Matlab PDF testing for integers only

10 views (last 30 days)
ThB on 4 Mar 2017
Answered: Jeff Miller on 1 Mar 2018
I am currently trying to do a statistical analysis on a dataset which I have. The data ("Speed") contains approximately 8000 data points, integers only. I also created a duplicate of the data ("SpeedWeibull") without any zero entries for a weibull distribution. I then implement the following code to get a number of different distributions:
%Fit Weibull Rayleigh and Generalized extreme value Distribution
pdWeibull = fitdist(SpeedWeibull,'Weibull');
pdRayleigh = fitdist(Speed,'Rayleigh');
pdGEV= fitdist(Speed,'GeneralizedExtremeValue');
%Estimate distribution parameters
phatWeibull = mle(SpeedWeibull,'distribution','Weibull');
phatGEV = mle(Speed,'distribution','GeneralizedExtremeValue');
phatRayleigh = mle(Speed,'distribution','Rayleigh');
This is the visually best fitting distribution: However, when I then go ahead and try to test the goodness of fit, I get terrible results despite the distributions fitting reasonably well! I noticed that when I generate random data according to one of my distributions and then run the tests, I get very good agreement. This seems to be due to the fact that the actual data only contains integers. Even when I change my chi test so it now has 23 bins for example, I still get poor agreement. Could somebody help with this?
%chi squared test
[chiWeibull,p1] = chi2gof(SpeedWeibull,'CDF',pdWeibull);
[chiRayleigh, p2] = chi2gof(Speed,'CDF',pdRayleigh,'NBins',23);
[chiGEV, p3] = chi2gof(Speed,'CDF',pdGEV);
%anderson test
%Kolmogorov-Smirnov test
kolmWeibull = kstest(SpeedWeibull,'CDF',pdWeibull);
kolmRayleigh = kstest(Speed,'CDF',pdRayleigh);
kolmGEV = kstest(Speed,'CDF',pdGEV);
Joseph Hall on 1 Mar 2018
That was only an example as an option for the Distribution Fitter App. But it is not an option for the other functions and the Distribution Fitter App does not return a probability distribution object like distfit() does, so it does not solve the issue. I have found that chi2gof() has an option, 'ctrs', by which you can input a vector of the centers of each bin. This can produce an acceptable solution by choosing integer values to be the centers.
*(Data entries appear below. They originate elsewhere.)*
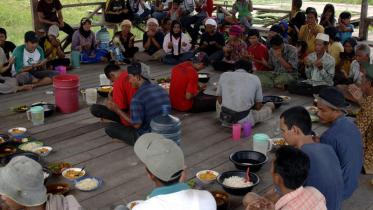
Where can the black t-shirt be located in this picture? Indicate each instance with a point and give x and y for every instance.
(152, 48)
(210, 41)
(8, 47)
(49, 10)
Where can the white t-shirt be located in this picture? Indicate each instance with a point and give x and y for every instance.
(182, 200)
(239, 90)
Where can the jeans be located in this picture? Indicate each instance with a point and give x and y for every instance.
(176, 59)
(115, 129)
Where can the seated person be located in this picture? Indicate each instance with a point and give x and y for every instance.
(185, 93)
(9, 84)
(244, 9)
(22, 187)
(290, 169)
(283, 63)
(357, 70)
(364, 119)
(342, 135)
(152, 42)
(50, 13)
(257, 51)
(146, 104)
(343, 74)
(84, 41)
(345, 28)
(234, 50)
(320, 67)
(8, 47)
(53, 50)
(117, 10)
(335, 47)
(164, 164)
(309, 31)
(240, 96)
(127, 39)
(119, 98)
(177, 45)
(212, 41)
(30, 63)
(161, 9)
(193, 21)
(296, 127)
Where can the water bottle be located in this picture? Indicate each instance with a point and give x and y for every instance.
(167, 125)
(103, 37)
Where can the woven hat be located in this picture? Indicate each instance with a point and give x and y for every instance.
(53, 30)
(162, 156)
(22, 180)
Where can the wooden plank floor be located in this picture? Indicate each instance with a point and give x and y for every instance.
(79, 138)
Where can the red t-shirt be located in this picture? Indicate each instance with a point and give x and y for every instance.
(259, 51)
(123, 93)
(184, 79)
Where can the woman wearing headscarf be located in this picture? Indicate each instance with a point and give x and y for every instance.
(84, 41)
(176, 44)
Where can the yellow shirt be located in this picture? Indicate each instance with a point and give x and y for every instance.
(306, 35)
(335, 50)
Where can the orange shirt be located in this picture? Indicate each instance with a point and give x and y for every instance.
(123, 93)
(184, 79)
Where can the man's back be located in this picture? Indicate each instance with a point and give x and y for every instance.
(146, 104)
(184, 79)
(239, 90)
(345, 138)
(182, 200)
(325, 173)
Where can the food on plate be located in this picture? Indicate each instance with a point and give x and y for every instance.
(207, 176)
(57, 168)
(73, 173)
(236, 182)
(87, 184)
(30, 146)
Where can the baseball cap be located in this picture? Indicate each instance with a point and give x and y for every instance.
(31, 36)
(139, 69)
(53, 30)
(163, 157)
(201, 57)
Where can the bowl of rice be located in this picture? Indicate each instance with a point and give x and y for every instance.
(234, 182)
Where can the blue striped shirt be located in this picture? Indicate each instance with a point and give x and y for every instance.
(147, 104)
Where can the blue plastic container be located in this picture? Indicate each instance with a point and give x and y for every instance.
(167, 125)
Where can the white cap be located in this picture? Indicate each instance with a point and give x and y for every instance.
(53, 30)
(211, 21)
(322, 37)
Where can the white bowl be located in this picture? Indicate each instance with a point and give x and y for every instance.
(75, 169)
(43, 154)
(207, 181)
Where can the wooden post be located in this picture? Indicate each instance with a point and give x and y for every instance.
(34, 13)
(363, 26)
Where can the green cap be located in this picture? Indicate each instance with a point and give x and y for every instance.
(162, 156)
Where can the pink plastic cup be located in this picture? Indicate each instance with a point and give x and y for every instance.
(61, 69)
(247, 129)
(236, 131)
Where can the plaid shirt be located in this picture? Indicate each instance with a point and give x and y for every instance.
(303, 198)
(147, 104)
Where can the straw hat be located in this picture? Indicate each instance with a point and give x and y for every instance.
(22, 180)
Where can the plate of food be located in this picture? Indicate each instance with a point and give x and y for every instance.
(58, 188)
(21, 108)
(73, 173)
(207, 176)
(30, 146)
(88, 184)
(43, 151)
(58, 167)
(132, 204)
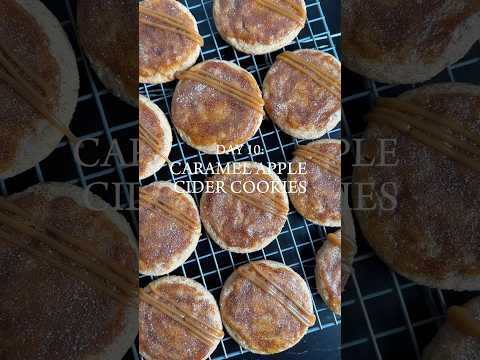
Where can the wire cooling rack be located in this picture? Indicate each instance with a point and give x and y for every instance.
(299, 240)
(386, 316)
(99, 115)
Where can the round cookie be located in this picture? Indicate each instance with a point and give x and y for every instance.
(217, 106)
(169, 227)
(381, 38)
(169, 40)
(163, 337)
(459, 338)
(57, 304)
(328, 272)
(321, 202)
(108, 33)
(411, 225)
(302, 93)
(155, 138)
(256, 304)
(259, 27)
(249, 212)
(38, 85)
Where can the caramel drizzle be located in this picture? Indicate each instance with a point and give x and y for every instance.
(269, 4)
(320, 78)
(204, 332)
(464, 321)
(166, 22)
(273, 206)
(334, 239)
(103, 272)
(185, 222)
(224, 87)
(153, 143)
(265, 283)
(423, 126)
(11, 76)
(324, 160)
This is not possible using other functions, adtest(), kstest(), lillietest(), etc. Chi-square goodness-of-fit has it's own drawbacks and so it would be nice to be able to us these others with discrete integer data as well.

Joseph Hall on 1 Mar 2018
Here is an example and solution for chi2go():
mu = 200;
sigma = 10;
rows = 5000;
columns = 1;
x_float = normrnd(mu,sigma,rows,columns);
pd_float = fitdist(x_float,'Normal');
[h,p] = chi2gof(x_float,'CDF',pd_float);
disp(pd_float); disp([{'reject null?','p-val'};{h,p}]);
NormalDistribution
Normal distribution
mu = 199.973 [199.697, 200.249]
sigma = 9.95756 [9.76616, 10.1567]
'reject null?' 'p-val'
[ 0] [0.5399]
figure; histogram(x_float,'Normalization','pdf')
hold on; plot([min(x_float):1:max(x_float)],pdf(pd_float,[min(x_float):1:max(x_float)]))
legend('histogram pdf','fitdist pdf')
title('Floating Point Distribution Samples and Fit - mu=200, sigma=10')
% here you can see that after rounding the variable to integer values, chi2go() rejects the null,
% indicating that the distribution is not normal, even though it clearly is normal
x_integer = round(x_float);
pd_integer = fitdist(x_integer,'Normal');
[h,p] = chi2gof(x_integer,'CDF',pd_integer);
disp(pd_integer); disp([{'reject null?','p-val'};{h,p}]);
NormalDistribution
Normal distribution
mu = 199.967 [199.691, 200.243]
sigma = 9.95697 [9.76558, 10.1561]
'reject null?' 'p-val'
[ 1] [1.7958e-04]
figure; histogram(x_integer,'Normalization','pdf')
hold on; plot([min(x_integer):1:max(x_integer)],pdf(pd_integer,[min(x_integer):1:max(x_integer)]))
legend('histogram pdf','fitdist pdf')
title('Rounded (Integer) Distribution Samples and Fit - mu=200, sigma=10')
% here is how to make chi2go() not falsely reject the null hypothesis
[h, p]= chi2gof(x_integer,'CDF',pd_integer,'ctrs',[min(x_integer):1:max(x_integer)])
disp(pd_integer); disp([{'reject null?','p-val'};{h,p}]);
NormalDistribution
Normal distribution
mu = 199.967 [199.691, 200.243]
sigma = 9.95697 [9.76558, 10.1561]
'reject null?' 'p-val'
[ 0] [0.9394]
% You can see that the p-value above is very different from the p-val when using x_float and
% pd_float. This is due to the sensitivity of the chi-square-goodness-of-fit method to binning
% If you choose the same bins, then both pd_float and pd_integer give similar p-values:
[h,p] = chi2gof(x_float,'CDF',pd_float,'ctrs',[min(x_integer):1:max(x_integer)])
disp(pd_float); disp([{'reject null?','p-val'};{h,p}]);
NormalDistribution
Normal distribution
mu = 199.973 [199.697, 200.249]
sigma = 9.95756 [9.76616, 10.1567]
'reject null?' 'p-val'
[ 0] [0.9394]

Jeff Miller on 1 Mar 2018
Well, if adtest, etc, won't let you specify the points at which to examine the distributions (analogous to setting the bins), then the only option that I can see is to "unround" or "smear" the integers.
Suppose you have k data points with the integer value N. Replace them with k equally spaced values representing the range from N-0.5 to N+0.5. I think the replacement values are N-0.5+1/(2k)+(i-1)/k, for i=1:k (but check that).
This is a reasonable approximation iff the distribution's PDF is approximately flat in the range around each integer. You could skew the replacement values slightly to reflect the predicted distribution's nonflat PDF around each integer, but that would bias the tests to accept the distribution (kind of a best-case scenario for that predicted distribution).